Our daily exposure to light as well as its dynamics over time are crucial elements of a healthy and sustainable life in dense urban environments. Light received at the eye regulates our neurophysiology and profoundly affects the liveability of cities, which we tend to inhabit increasingly indoors and deeper underground.

CIRCA DIEM – ‘about a day’ in Latin – raises awareness of the threat of this disconnection. Inadequate light exposure affects our circadian rhythms and can have detrimental effects on our health, well-being and sleep. Architecture and the urban fabric control our access to daylight by filtering and redirecting light through spatial forms.

Entering a monumental cylindrical space that suggests being deep in an urban canyon, the visitor is immersed into the passage of time through four phases of the 24-hour day – morning, midday, evening and night. This sensorial experience involves a dynamic choreography of light and dark, colour and sound, and images generated by a novel light-shaping technology that precisely controls high-contrast patterns evoked by the built environment. Experienced together, they allude to the multiple manifestations of the circadian cycle under which we all live.

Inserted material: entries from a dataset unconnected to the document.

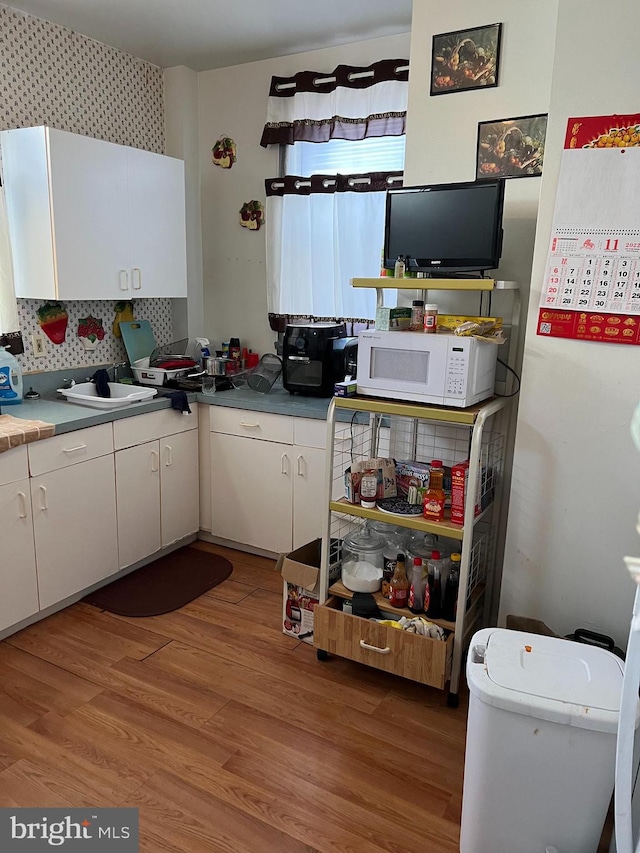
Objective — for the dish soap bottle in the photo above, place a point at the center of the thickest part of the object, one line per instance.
(10, 379)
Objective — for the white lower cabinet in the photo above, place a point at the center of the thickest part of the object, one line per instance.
(19, 597)
(157, 491)
(267, 478)
(251, 491)
(74, 522)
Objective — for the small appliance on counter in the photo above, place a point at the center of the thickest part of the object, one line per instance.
(315, 356)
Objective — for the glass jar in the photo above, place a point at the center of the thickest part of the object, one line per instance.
(362, 560)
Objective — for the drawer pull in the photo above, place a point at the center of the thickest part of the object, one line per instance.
(385, 651)
(23, 501)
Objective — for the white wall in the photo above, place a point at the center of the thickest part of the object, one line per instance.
(233, 101)
(575, 494)
(442, 130)
(182, 140)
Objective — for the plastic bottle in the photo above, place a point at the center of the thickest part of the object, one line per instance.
(399, 584)
(434, 579)
(417, 315)
(450, 603)
(416, 598)
(394, 542)
(433, 506)
(10, 379)
(431, 318)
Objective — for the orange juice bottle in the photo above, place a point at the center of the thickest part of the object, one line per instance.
(433, 504)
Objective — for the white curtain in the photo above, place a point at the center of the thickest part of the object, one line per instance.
(323, 230)
(8, 306)
(315, 244)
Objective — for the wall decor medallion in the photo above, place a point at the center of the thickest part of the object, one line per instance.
(224, 153)
(252, 215)
(511, 148)
(90, 332)
(465, 59)
(53, 320)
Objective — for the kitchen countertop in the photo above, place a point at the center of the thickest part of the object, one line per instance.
(67, 417)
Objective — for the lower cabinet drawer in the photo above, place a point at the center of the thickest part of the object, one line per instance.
(381, 646)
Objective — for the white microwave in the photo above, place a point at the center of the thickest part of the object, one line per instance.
(440, 369)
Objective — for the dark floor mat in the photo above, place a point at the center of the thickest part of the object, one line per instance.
(164, 585)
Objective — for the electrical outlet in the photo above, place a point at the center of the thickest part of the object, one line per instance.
(38, 344)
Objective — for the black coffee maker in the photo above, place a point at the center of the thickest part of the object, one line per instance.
(315, 356)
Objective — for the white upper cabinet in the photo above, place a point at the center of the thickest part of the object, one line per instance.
(91, 219)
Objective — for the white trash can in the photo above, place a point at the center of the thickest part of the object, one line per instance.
(541, 742)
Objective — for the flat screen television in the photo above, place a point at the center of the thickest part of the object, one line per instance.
(445, 228)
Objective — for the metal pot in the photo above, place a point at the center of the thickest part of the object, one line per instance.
(216, 366)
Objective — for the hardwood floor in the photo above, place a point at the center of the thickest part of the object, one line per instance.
(224, 733)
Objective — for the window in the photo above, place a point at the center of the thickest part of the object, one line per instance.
(343, 147)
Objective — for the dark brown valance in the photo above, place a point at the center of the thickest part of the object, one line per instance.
(329, 184)
(351, 102)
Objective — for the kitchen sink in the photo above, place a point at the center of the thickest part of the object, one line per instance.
(85, 394)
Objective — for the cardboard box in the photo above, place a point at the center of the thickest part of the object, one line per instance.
(393, 319)
(300, 572)
(386, 469)
(345, 389)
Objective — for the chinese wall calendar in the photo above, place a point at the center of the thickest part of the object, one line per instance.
(592, 277)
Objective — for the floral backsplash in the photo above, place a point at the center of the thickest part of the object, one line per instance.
(52, 75)
(73, 352)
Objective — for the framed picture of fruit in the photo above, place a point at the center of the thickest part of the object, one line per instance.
(465, 59)
(511, 147)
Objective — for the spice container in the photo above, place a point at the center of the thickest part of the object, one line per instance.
(369, 489)
(362, 561)
(431, 318)
(433, 506)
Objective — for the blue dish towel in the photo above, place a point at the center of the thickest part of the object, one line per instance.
(179, 402)
(101, 378)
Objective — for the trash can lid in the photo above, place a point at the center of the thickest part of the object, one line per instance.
(546, 677)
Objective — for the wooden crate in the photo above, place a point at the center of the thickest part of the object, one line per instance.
(381, 646)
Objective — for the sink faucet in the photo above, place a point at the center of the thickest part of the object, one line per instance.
(116, 369)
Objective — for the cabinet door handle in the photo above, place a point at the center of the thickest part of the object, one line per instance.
(385, 651)
(23, 501)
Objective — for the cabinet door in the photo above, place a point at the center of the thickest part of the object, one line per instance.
(309, 505)
(19, 597)
(251, 491)
(89, 217)
(74, 519)
(179, 497)
(156, 214)
(138, 501)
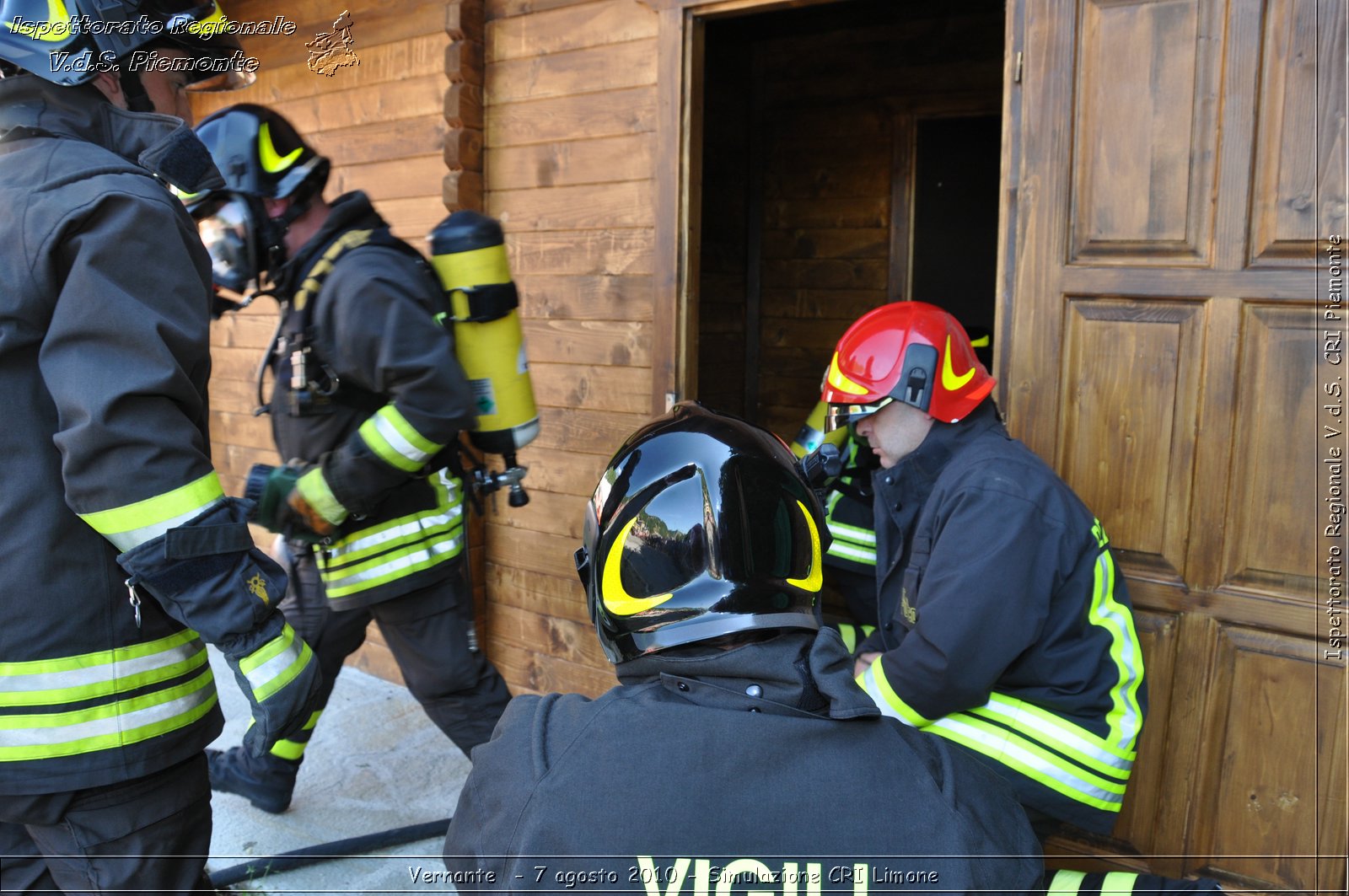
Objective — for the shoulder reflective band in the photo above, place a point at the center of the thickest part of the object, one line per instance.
(395, 442)
(138, 523)
(108, 727)
(395, 548)
(276, 664)
(94, 675)
(850, 543)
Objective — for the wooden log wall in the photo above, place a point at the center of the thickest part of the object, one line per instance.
(384, 125)
(571, 153)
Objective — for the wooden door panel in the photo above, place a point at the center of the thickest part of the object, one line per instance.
(1263, 772)
(1146, 137)
(1268, 547)
(1126, 443)
(1174, 164)
(1297, 153)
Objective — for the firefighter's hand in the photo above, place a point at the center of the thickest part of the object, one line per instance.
(314, 520)
(280, 675)
(863, 663)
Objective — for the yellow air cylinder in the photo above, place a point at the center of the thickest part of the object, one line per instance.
(469, 254)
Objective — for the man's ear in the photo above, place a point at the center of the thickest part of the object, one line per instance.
(110, 85)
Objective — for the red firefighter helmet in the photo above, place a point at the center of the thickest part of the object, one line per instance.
(906, 351)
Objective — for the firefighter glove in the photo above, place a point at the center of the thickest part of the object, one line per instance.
(209, 577)
(280, 675)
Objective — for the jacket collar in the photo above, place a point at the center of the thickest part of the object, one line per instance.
(161, 143)
(795, 673)
(348, 211)
(915, 475)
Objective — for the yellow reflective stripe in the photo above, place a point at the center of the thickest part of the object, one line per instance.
(398, 547)
(1031, 760)
(276, 664)
(314, 489)
(849, 552)
(293, 750)
(319, 273)
(415, 527)
(112, 725)
(138, 523)
(1061, 734)
(842, 529)
(389, 567)
(395, 442)
(1120, 883)
(1066, 882)
(88, 660)
(1126, 716)
(110, 673)
(879, 689)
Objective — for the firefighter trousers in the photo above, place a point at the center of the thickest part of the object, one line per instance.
(431, 635)
(148, 834)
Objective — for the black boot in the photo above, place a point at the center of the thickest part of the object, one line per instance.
(267, 783)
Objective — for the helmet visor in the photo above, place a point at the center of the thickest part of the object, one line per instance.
(841, 416)
(226, 227)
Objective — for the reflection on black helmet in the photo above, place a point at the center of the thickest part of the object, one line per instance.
(701, 527)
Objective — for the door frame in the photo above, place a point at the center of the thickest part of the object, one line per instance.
(678, 206)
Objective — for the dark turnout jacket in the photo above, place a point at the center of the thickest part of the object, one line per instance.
(105, 319)
(732, 764)
(398, 397)
(1007, 626)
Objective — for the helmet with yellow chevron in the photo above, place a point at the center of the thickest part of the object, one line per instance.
(912, 352)
(701, 527)
(261, 157)
(69, 42)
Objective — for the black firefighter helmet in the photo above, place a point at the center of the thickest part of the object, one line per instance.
(261, 155)
(701, 527)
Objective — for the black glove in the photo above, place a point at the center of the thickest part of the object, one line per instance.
(209, 577)
(280, 675)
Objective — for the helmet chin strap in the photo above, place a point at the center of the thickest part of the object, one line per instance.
(135, 92)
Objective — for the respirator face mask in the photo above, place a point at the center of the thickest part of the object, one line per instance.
(228, 229)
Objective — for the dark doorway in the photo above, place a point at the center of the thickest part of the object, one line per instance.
(955, 216)
(849, 157)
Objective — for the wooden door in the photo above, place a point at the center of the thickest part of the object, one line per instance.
(1175, 180)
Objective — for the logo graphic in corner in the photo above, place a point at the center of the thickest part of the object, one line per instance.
(950, 381)
(258, 586)
(332, 51)
(907, 609)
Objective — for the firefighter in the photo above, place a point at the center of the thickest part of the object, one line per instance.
(850, 563)
(121, 554)
(1005, 625)
(737, 716)
(366, 394)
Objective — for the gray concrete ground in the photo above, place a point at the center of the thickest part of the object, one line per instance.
(375, 763)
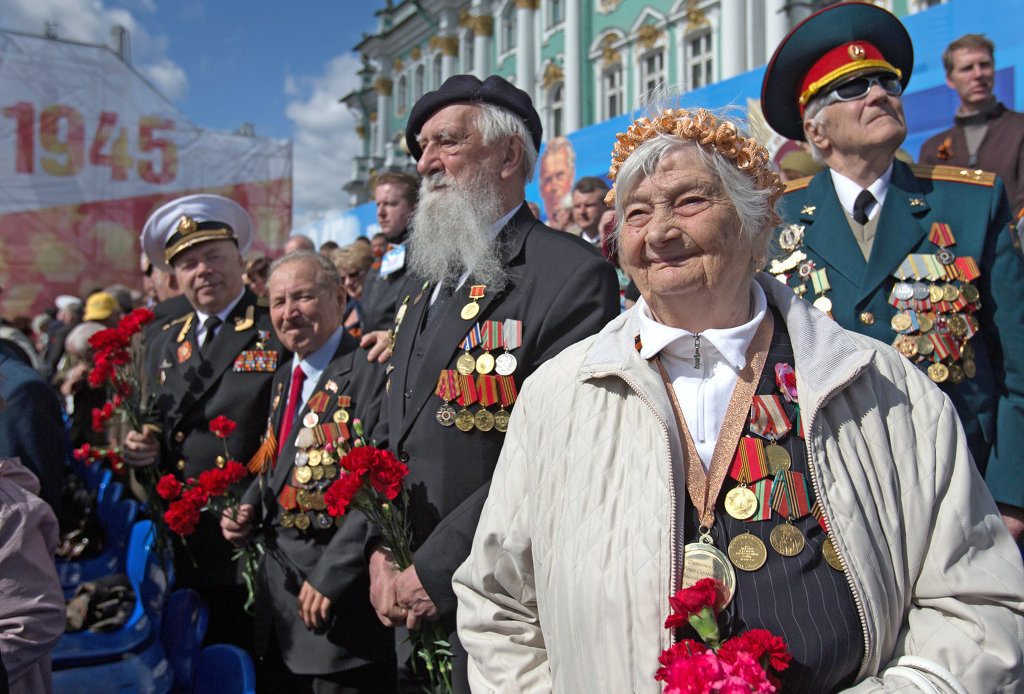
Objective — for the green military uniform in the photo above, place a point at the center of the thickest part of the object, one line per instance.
(861, 293)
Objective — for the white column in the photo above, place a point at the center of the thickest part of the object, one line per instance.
(573, 68)
(383, 87)
(776, 26)
(732, 37)
(524, 72)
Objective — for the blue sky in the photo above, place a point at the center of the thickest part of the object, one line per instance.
(279, 66)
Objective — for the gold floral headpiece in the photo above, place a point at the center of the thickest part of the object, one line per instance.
(704, 129)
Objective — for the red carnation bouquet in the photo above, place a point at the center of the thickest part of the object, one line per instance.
(212, 491)
(749, 662)
(117, 365)
(371, 480)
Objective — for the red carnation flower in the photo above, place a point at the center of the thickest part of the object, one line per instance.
(221, 426)
(168, 487)
(339, 495)
(690, 601)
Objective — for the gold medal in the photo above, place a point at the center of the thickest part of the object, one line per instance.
(484, 421)
(778, 460)
(901, 322)
(445, 415)
(786, 539)
(970, 367)
(707, 561)
(484, 363)
(956, 324)
(748, 552)
(970, 293)
(465, 363)
(502, 420)
(464, 420)
(830, 555)
(955, 374)
(740, 503)
(938, 373)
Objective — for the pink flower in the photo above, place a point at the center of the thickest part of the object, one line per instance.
(785, 378)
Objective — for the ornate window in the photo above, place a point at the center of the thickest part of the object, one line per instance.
(699, 59)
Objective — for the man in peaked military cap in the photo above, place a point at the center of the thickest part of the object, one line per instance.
(923, 258)
(494, 293)
(217, 358)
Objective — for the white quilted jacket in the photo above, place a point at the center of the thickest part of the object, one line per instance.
(577, 552)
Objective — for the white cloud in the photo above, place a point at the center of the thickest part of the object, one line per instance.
(92, 22)
(325, 139)
(168, 77)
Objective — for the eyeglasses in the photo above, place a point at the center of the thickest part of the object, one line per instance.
(858, 87)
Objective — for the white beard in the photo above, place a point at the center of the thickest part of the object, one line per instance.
(451, 231)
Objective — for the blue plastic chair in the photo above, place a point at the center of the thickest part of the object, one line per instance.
(145, 673)
(185, 619)
(114, 557)
(223, 668)
(150, 582)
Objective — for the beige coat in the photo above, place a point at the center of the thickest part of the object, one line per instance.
(577, 552)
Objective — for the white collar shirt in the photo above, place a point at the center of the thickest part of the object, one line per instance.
(315, 362)
(201, 317)
(704, 392)
(848, 189)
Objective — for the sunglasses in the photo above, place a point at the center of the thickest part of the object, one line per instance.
(858, 87)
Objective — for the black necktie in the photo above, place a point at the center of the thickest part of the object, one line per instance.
(860, 206)
(211, 327)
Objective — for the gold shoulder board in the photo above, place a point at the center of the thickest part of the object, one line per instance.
(798, 183)
(954, 174)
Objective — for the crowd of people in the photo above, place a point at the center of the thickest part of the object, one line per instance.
(806, 391)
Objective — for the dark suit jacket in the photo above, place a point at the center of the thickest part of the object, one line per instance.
(332, 560)
(187, 394)
(32, 424)
(562, 290)
(1001, 152)
(991, 404)
(381, 294)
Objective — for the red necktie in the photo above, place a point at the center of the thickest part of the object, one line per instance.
(294, 404)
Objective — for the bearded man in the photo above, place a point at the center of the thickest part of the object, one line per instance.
(488, 280)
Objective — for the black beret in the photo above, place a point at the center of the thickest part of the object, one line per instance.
(817, 38)
(466, 88)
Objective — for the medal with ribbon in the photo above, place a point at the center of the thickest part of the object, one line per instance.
(506, 362)
(466, 364)
(486, 391)
(446, 390)
(464, 419)
(491, 338)
(790, 500)
(506, 385)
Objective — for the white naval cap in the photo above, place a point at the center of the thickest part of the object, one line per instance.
(186, 221)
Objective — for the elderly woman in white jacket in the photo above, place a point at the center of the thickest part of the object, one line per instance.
(891, 570)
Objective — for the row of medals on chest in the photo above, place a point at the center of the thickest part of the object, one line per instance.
(315, 469)
(920, 317)
(504, 364)
(747, 551)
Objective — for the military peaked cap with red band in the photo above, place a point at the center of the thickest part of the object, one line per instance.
(826, 48)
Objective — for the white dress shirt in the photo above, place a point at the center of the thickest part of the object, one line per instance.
(704, 392)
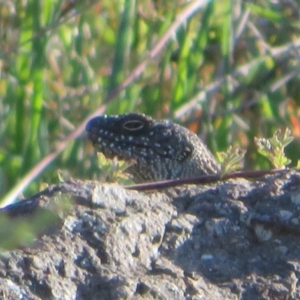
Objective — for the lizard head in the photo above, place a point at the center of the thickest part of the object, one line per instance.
(140, 138)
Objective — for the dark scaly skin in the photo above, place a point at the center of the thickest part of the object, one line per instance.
(160, 149)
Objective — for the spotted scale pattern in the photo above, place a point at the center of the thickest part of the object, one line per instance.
(159, 148)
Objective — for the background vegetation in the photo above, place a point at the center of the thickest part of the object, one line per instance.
(228, 70)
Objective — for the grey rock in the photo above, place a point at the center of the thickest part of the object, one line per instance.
(229, 240)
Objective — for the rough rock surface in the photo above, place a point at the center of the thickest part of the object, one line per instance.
(237, 239)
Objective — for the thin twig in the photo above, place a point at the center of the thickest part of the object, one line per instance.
(203, 179)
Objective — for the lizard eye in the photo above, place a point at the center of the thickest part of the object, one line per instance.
(133, 125)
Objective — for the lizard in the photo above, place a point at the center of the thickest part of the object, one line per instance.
(160, 149)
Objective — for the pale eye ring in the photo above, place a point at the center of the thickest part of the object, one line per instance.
(133, 125)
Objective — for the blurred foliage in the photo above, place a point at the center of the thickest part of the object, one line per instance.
(229, 72)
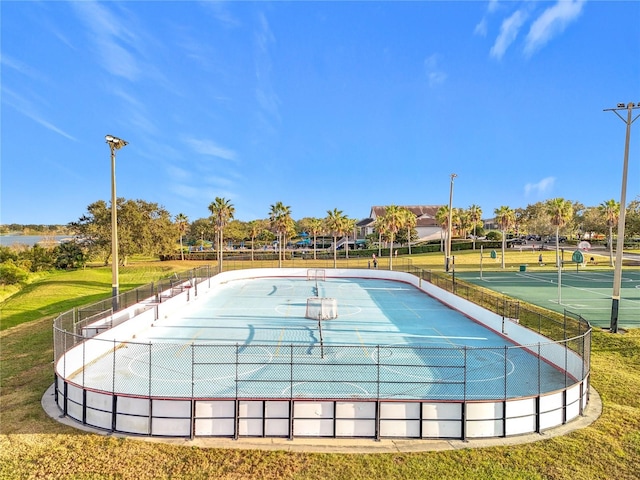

Marilyne Andersen joined forces with her colleague Mark Pauly at EPFL and Javier Fernández-Contreras from HEAD – Genève to turn the outcomes of her ongoing research on photobiology into an immersive experience of ‘a day in the life’ – or rather, a day in the light. Together, they co-supervised the work of a collective of students, designers, engineers and scientists to produce an immersive installation that invites us to reflect on the relationships between urban lifestyles and light hygiene.